Cass. Com., 20 novembre 2024 – Pourvoi n° 23-12.297
Rappel des faits et procédure
La société JBC, dirigée par M. [M], a été mise en redressement judiciaire le 16 mars 2017 après une déclaration de cessation des paiements déposée le 3 février 2017. La procédure a ensuite été convertie en liquidation judiciaire.
Le liquidateur a engagé une action contre M. [M] en responsabilité pour insuffisance d’actif, reprochant notamment un retard dans la déclaration de cessation des paiements, laquelle a été fixée rétroactivement au 16 septembre 2015.
La cour d’appel de Poitiers a condamné M. [M] à payer 150 000 euros au titre de l’insuffisance d’actif, estimant qu’il avait commis une faute de gestion en retardant la déclaration de cessation des paiements, et ce, malgré l’ouverture d’une procédure de conciliation en 2015. M. [M] a formé un pourvoi en cassation.
Problème de droit
Un dirigeant est-il tenu de déclarer l’état de cessation des paiements durant une procédure de conciliation ?
Le retard dans la déclaration peut-il constituer une faute de gestion engageant la responsabilité du dirigeant pour insuffisance d’actif
Solution
La Cour de cassation casse l’arrêt d’appel, rappelant que :
En vertu des articles L. 611-4 et L. 631-4 du Code de commerce, un dirigeant n’est pas tenu de déclarer l’état de cessation des paiements tant qu’une procédure de conciliation est en cours. L’obligation de déclaration prend effet immédiatement à l’expiration de cette procédure.
La cour d’appel a violé ces textes en considérant que la procédure de conciliation n’exonérait pas M. [M] de ses obligations. Elle aurait dû examiner si M. [M] avait respecté son obligation de déclaration à la fin de la conciliation pour apprécier une éventuelle faute.
Motifs
Sur l’exonération durant la conciliation :
Le délai de quarante-cinq jours pour déclarer la cessation des paiements est suspendu pendant une procédure de conciliation. Ce mécanisme vise à favoriser la recherche d’un accord entre le débiteur et ses créanciers sans aggraver la situation juridique du dirigeant.

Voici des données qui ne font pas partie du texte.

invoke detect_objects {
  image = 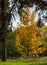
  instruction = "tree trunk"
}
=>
[1,0,6,61]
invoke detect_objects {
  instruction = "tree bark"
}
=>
[1,0,6,61]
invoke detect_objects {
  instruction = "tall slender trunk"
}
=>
[1,0,6,61]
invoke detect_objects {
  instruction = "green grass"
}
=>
[0,62,47,65]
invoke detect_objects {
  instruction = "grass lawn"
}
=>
[0,62,47,65]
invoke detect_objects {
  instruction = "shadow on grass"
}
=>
[28,63,47,65]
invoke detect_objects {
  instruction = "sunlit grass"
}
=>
[0,62,47,65]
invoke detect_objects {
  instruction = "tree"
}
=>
[16,7,45,57]
[0,0,47,61]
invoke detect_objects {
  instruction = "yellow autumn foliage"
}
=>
[15,8,45,57]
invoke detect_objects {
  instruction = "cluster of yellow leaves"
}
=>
[16,8,45,56]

Sur l’imputabilité du passif :
La Cour de cassation précise que pour engager la responsabilité d’un dirigeant en insuffisance d’actif, il faut démontrer une faute distincte et prouvée. En l’espèce, le passif imputable à M. [M] doit être apprécié à l’expiration de la procédure de conciliation et non avant.
Analyse
Cet arrêt confirme que la conciliation protège le dirigeant en suspendant son obligation de déclarer l’état de cessation des paiements, renforçant ainsi l’attractivité de ce mécanisme dans la gestion des difficultés des entreprises.

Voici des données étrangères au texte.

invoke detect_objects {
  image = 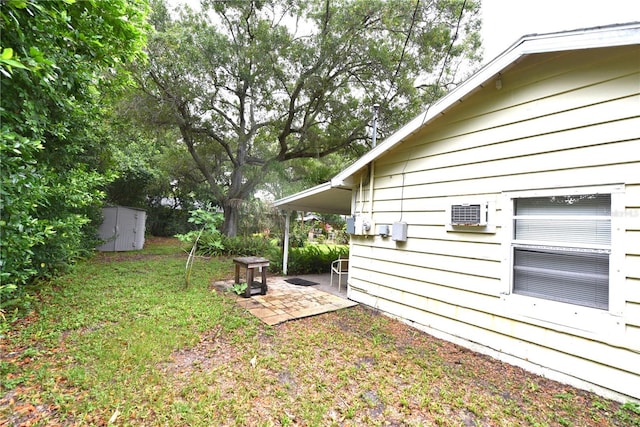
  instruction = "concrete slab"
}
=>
[214,274,358,325]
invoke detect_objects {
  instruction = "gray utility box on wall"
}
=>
[96,206,147,252]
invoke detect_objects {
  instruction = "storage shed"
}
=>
[275,23,640,401]
[96,206,147,252]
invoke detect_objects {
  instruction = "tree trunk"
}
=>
[222,199,240,237]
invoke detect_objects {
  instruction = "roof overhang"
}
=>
[275,22,640,215]
[274,182,351,215]
[331,22,640,186]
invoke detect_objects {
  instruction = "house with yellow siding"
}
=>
[275,23,640,401]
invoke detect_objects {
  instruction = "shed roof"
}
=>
[274,22,640,214]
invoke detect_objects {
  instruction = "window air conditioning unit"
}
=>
[451,203,488,227]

En outre, la Cour rappelle qu’une condamnation pour insuffisance d’actif nécessite une analyse rigoureuse des fautes de gestion. En l’absence de manquements caractérisés à l’issue de la procédure de conciliation, la responsabilité du dirigeant ne peut être retenue.
Conclusion
Cette décision est importante car elle réaffirme les protections conférées par la procédure de conciliation, tout en soulignant que la responsabilité des dirigeants ne peut être engagée qu’après une analyse précise du moment où les obligations légales prennent effet. Elle offre ainsi une sécurité juridique aux chefs d’entreprise face aux risques liés à la gestion des difficultés financières.